Trade in the Sixties
Throughout the 1950s, the United States dominated the world market. With the healthiest major economy to emerge from World War II, the United States forged ahead in manufacturing exports and provided the vast majority of goods consumed domestically. In 1960, the U.S. produced more than 25% of the manufactured exports of industrial nations and supplied 98% of goods in the American market. From that point on, the United States lost market share both at home and abroad. In the car manufacturing industry, for example, the U.S. was responsible for 75.7% of the world's automobile production; in 1960, the U.S. produced only 47.9% of the world market; in 1970, it was only 28.2%. Some of this loss of market share resulted from the post-war recovery of nations like Germany and Japan, which became America's fiercest competitors. American exporting firms were eager to support any initiatives that would give them greater access to overseas markets.

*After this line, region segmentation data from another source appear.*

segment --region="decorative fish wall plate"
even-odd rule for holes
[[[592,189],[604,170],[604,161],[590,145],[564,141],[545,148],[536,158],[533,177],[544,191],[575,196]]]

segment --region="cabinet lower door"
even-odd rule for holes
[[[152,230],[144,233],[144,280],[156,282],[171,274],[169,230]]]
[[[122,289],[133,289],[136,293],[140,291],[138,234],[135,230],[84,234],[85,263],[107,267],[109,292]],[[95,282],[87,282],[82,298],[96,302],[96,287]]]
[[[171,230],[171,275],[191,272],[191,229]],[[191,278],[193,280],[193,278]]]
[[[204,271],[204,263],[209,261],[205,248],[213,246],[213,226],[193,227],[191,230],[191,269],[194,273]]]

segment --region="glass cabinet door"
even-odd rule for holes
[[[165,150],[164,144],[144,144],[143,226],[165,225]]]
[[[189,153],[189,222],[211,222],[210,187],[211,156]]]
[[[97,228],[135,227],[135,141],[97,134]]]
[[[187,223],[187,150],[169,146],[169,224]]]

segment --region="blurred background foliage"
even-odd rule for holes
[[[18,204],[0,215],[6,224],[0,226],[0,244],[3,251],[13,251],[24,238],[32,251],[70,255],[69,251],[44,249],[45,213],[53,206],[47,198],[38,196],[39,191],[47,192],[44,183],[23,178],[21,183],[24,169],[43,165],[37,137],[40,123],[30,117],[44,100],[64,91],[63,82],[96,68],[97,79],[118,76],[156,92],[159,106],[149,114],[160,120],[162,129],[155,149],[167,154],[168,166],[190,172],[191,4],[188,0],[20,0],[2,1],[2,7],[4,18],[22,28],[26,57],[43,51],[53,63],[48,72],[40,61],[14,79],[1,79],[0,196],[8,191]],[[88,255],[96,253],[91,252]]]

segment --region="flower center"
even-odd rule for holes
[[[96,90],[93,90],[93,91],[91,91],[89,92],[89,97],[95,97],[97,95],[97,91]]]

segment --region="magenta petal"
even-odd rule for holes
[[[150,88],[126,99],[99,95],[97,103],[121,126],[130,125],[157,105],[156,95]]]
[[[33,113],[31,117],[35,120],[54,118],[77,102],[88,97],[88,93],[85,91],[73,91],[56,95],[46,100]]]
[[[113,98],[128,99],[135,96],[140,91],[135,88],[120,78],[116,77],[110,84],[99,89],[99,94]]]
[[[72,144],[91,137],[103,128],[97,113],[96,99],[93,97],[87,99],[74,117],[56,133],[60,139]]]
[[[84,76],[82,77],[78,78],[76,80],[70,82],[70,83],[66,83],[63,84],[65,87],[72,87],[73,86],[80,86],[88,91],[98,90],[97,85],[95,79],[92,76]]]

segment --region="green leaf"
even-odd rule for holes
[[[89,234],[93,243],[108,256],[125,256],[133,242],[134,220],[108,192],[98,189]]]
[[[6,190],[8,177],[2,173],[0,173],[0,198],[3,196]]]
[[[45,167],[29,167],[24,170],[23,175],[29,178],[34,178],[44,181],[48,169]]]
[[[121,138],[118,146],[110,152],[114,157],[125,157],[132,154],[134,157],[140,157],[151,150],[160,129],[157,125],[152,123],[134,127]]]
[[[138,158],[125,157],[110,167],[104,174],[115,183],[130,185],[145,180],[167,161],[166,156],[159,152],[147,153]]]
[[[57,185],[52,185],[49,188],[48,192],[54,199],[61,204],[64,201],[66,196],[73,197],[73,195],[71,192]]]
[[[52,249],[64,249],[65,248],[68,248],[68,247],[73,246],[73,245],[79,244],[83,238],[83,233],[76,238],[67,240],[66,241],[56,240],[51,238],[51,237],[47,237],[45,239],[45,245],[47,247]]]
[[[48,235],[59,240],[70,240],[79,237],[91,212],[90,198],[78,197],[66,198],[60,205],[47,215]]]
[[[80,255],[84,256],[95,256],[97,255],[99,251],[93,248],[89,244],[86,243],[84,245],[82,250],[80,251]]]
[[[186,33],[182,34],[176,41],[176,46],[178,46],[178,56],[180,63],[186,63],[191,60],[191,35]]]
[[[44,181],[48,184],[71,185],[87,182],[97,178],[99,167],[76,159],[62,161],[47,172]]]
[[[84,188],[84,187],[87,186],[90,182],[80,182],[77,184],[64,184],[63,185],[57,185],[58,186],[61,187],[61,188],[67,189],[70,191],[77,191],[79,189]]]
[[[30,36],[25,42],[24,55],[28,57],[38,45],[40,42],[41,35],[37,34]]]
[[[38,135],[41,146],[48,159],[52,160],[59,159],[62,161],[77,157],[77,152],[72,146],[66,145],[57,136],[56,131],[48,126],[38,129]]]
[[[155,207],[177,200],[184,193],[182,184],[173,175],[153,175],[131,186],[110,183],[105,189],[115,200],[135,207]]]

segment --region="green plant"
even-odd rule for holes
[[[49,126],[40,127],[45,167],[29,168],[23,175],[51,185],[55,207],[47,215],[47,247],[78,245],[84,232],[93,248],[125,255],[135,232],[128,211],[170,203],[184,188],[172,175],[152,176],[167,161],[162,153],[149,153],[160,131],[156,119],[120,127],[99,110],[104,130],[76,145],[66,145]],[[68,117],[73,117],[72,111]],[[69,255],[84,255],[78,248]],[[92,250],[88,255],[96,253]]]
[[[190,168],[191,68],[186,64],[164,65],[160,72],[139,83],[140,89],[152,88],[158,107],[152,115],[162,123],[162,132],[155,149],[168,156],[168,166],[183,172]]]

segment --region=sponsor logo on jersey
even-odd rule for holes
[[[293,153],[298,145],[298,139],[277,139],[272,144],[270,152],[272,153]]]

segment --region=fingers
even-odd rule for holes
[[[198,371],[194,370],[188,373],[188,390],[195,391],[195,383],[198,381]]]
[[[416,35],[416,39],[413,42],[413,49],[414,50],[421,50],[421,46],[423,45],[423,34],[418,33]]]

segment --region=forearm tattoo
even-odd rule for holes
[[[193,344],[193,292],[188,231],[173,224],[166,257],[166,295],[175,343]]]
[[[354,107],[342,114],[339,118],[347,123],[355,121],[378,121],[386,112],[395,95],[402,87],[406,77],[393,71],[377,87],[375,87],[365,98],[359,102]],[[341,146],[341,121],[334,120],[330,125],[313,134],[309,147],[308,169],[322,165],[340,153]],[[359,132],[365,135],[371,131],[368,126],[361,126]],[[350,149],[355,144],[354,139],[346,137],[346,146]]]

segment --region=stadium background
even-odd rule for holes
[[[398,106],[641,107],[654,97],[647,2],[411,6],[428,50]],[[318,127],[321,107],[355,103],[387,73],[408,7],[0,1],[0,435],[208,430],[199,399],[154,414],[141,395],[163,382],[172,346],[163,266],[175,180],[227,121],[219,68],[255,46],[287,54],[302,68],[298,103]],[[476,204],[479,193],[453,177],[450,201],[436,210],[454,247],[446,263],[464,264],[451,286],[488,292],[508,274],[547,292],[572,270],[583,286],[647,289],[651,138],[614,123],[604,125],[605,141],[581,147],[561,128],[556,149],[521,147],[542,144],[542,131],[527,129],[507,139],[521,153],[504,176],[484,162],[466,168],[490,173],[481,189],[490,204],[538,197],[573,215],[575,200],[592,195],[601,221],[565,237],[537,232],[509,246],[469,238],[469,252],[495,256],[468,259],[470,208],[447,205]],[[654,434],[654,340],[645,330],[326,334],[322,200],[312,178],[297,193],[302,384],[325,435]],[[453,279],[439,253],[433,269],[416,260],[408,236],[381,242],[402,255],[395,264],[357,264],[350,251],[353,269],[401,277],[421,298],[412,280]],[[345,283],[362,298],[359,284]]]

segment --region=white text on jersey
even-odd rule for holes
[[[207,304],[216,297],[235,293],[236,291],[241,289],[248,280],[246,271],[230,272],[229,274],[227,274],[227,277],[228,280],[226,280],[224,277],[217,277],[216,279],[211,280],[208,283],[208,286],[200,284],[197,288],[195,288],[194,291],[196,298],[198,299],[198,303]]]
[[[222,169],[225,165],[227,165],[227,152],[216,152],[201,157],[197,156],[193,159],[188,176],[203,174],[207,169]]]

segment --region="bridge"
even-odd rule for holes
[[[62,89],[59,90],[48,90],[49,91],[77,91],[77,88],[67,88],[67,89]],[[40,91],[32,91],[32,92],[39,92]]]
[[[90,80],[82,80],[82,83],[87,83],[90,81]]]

President Kennedy wanted to position the United States as a major player in international economic affairs. Under the leadership of Kennedy's Undersecretary of State George Ball, the United States supported European economic and political union. One important aspect of this was trade policy and the role of the United States in the globalizing economy In 1962, Congress passed the Trade Expansion Act. The act gave the president broad authority over American trade policy, especially the authority to reduce tariffs and duties in order to facilitate or stimulate trade. In addition, the act established adjustment assistance to troubled industries. After this, the Kennedy Administration launched a trade liberalization campaign called the "Kennedy Round." An international agreement was not reached until 1967, at which point the United States benefited from major tariff reductions by industrial countries for individual products. An international anti-dumping code was established, bringing about initial reductions in nontariff barriers. Despite these gains, agricultural tariffs kept American access to the European agricultural market limited.